Butt Hash Rising: Argument Edition
September 19, 2011 § Leave a comment
One of my great fears with all this lulzy trollshit is that I’ll end up with a pile of amusing but ultimately worthless Internet Anecdotes. Not that storytime can’t be fun for the whole family, but that’s not what I’m shooting for here. In conclusion, here’s a bit of theoretical framing for zee Jenkem intro. Note the references to “this chapter,” due to that’s what I’m in the process of writing. MAGNETS MAGNETS EVERYWHERE.
(picking up precisely where I left off yesterday)
Jenkem thus wears a number of hats. First, it perfectly illustrates the limitations of online verifiability, what I like to call truth: Wikipedia style. As Wikipedia itself is quick to concede, even as it advocates precisely this criterion of inclusion, just because something can be “verified,” that is to say “linked to,” does not mean that whatever linked or referenced thing isn’t also somewhat questionable, outright bogus, or as the Jenkem story shows, comically inaccurate. Indeed, the story first broke because the Collier County Sheriff’s Department relied on a criterion of verifiability as opposed to truth. They searched for Jenkem, and Google, which like Wikipedia wasn’t programmed to care about truth, did its job. Unfortunately for the person conducting that search, patient zero had been kidding. The further down the rabbit hole the story got, the more this detail mattered; by that point, however, there was more evidence (read: citations, and therefore precedent) supporting the existence of Jenkem than the actual fact of the matter.
Secondly, and on a related point, the Jenkem saga embodies the world-building impulse characteristic of so much trolling. One person adds a detail here, another person adds a detail there; it doesn’t matter who creates what, or where the content originated, or how the story evolves — it’s that these details do coalesce into something tangible and therefore reworkable via the same amorphous, anonymous forces. Of course, these emergent worlds are much more interesting when the media joins in on the fun, often supplying the sturdiest raw materials upon which memetic additions are built.

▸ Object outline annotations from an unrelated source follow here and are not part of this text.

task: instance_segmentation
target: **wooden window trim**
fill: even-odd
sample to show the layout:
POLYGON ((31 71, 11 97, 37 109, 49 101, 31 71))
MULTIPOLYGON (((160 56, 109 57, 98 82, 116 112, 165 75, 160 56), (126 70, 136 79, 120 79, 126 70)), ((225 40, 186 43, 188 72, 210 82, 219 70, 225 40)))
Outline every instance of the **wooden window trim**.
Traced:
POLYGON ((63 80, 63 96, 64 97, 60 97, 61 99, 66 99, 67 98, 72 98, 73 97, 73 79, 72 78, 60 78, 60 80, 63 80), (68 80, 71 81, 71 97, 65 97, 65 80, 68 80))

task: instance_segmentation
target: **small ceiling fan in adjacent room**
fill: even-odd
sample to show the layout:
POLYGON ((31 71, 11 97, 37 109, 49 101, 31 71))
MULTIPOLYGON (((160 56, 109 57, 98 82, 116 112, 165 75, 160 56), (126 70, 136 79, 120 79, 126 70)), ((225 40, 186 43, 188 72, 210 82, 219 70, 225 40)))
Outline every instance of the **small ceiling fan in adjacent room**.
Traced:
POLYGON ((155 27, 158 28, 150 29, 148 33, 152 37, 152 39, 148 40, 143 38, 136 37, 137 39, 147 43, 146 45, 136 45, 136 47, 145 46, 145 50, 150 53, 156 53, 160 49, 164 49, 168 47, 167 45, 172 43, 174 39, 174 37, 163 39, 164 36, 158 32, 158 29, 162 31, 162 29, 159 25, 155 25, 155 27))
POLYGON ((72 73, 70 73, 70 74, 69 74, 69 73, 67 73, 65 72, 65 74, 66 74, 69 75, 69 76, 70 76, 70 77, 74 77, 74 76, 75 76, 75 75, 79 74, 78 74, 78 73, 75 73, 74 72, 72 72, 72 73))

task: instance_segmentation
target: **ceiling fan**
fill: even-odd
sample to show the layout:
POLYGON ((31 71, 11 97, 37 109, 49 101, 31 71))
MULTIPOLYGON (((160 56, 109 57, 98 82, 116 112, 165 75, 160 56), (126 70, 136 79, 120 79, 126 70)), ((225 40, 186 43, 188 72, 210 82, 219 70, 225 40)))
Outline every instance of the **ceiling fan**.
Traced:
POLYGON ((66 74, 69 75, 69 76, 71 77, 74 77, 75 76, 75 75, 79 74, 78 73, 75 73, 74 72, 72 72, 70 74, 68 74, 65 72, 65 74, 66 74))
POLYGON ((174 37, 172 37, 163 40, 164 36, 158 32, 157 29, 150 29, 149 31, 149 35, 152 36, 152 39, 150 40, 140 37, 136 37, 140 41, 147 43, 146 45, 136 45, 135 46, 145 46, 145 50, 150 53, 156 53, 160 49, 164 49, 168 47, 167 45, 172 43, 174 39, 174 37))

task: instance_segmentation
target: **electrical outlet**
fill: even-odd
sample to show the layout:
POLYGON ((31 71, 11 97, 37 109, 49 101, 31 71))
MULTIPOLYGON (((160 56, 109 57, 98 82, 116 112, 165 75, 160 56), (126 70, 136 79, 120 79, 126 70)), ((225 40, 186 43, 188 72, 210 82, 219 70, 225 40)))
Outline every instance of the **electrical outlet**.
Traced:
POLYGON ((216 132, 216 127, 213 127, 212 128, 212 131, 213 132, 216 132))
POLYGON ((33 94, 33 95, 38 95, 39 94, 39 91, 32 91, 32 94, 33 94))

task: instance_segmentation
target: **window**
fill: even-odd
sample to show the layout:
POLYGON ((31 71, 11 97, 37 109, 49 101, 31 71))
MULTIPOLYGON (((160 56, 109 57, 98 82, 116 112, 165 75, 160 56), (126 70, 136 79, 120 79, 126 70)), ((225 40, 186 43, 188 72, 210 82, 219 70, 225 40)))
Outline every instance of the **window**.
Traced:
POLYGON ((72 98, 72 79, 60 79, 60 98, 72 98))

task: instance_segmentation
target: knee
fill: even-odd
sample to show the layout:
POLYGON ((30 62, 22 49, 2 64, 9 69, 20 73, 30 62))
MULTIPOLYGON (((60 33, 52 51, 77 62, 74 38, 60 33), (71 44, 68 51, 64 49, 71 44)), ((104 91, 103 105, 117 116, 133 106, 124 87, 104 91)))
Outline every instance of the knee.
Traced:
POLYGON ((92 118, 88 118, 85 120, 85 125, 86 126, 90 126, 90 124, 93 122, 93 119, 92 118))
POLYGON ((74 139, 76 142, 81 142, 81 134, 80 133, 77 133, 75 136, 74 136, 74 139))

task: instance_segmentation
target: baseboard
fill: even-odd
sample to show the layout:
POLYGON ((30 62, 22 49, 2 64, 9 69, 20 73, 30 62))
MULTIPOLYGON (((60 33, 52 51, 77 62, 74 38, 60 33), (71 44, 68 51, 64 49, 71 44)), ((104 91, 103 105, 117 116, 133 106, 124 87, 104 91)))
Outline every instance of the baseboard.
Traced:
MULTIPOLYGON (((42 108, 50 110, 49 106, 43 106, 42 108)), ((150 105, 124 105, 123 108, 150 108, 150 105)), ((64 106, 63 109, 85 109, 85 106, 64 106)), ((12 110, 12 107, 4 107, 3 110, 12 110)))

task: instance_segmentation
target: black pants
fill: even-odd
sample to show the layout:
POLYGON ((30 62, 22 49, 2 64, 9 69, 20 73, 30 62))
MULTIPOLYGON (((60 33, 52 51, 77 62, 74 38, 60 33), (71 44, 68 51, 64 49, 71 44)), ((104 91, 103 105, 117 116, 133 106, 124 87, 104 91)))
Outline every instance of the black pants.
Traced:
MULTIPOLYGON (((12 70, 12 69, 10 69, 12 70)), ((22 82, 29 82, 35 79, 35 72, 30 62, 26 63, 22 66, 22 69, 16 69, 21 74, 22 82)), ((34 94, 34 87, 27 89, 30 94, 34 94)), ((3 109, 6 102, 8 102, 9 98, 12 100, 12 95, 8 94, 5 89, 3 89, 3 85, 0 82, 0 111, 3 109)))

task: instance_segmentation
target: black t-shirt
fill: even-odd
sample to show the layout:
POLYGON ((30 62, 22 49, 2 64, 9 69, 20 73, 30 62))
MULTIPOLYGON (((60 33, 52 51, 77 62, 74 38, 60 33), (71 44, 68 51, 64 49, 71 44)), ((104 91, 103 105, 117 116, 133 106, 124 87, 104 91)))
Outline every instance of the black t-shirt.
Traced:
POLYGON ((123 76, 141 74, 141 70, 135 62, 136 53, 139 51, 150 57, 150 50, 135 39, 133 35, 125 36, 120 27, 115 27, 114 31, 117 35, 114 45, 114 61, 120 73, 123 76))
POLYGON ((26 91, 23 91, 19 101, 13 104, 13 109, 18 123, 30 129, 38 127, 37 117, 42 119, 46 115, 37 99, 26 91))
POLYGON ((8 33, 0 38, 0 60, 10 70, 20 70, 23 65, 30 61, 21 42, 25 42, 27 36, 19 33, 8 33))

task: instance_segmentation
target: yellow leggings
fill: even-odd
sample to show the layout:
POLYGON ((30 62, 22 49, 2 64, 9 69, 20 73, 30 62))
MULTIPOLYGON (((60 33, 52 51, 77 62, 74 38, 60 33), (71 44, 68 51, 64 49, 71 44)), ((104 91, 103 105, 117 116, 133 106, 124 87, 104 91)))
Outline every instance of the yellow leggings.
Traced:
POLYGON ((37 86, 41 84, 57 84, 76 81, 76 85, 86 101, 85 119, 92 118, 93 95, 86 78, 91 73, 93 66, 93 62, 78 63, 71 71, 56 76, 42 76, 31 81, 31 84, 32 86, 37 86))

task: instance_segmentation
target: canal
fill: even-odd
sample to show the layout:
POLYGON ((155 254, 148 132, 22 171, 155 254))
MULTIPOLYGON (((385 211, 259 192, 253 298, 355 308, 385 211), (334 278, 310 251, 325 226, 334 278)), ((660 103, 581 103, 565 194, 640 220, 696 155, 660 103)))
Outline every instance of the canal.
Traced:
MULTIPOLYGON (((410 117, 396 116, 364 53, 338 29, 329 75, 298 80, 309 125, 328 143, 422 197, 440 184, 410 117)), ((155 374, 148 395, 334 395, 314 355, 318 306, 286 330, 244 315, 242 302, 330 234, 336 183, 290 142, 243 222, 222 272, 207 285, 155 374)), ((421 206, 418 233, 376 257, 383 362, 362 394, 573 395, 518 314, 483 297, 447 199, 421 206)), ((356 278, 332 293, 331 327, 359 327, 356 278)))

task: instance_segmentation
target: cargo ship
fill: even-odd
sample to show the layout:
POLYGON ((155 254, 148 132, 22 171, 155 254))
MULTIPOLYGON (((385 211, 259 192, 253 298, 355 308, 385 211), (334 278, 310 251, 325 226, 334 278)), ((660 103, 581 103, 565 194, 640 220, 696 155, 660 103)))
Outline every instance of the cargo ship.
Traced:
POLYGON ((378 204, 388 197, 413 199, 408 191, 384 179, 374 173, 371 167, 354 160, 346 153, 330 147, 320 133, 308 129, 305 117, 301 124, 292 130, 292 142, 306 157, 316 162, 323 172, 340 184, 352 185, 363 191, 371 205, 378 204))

This brings us to our last and most important point, one that will animate the remainder of this discussion. Namely, that trolling behaviors are necessarily and inextricably linked to the media that feeds, and is fed by, individual trolls. The success of one guarantees the success of the other, placing trolls and the media in surprising, and as I am inclined to describe it, inoculatory congress. In this chapter, and drawing inspiration from Gabriella Coleman’s analysis of big-A Anonymous in relation to Scientology, I will focus specifically on the link between /b/ and Fox News. Unlike Coleman, however, I will not advocate an antipodal framing of little-a Anonymous and Newscorp’s hivemind. Instead, I will argue that one functions as a shadow of the other. They are not perfect comic book nemeses, in other words. They are different sides of the same coin. The difference inheres within the respective deployment of the term “success.”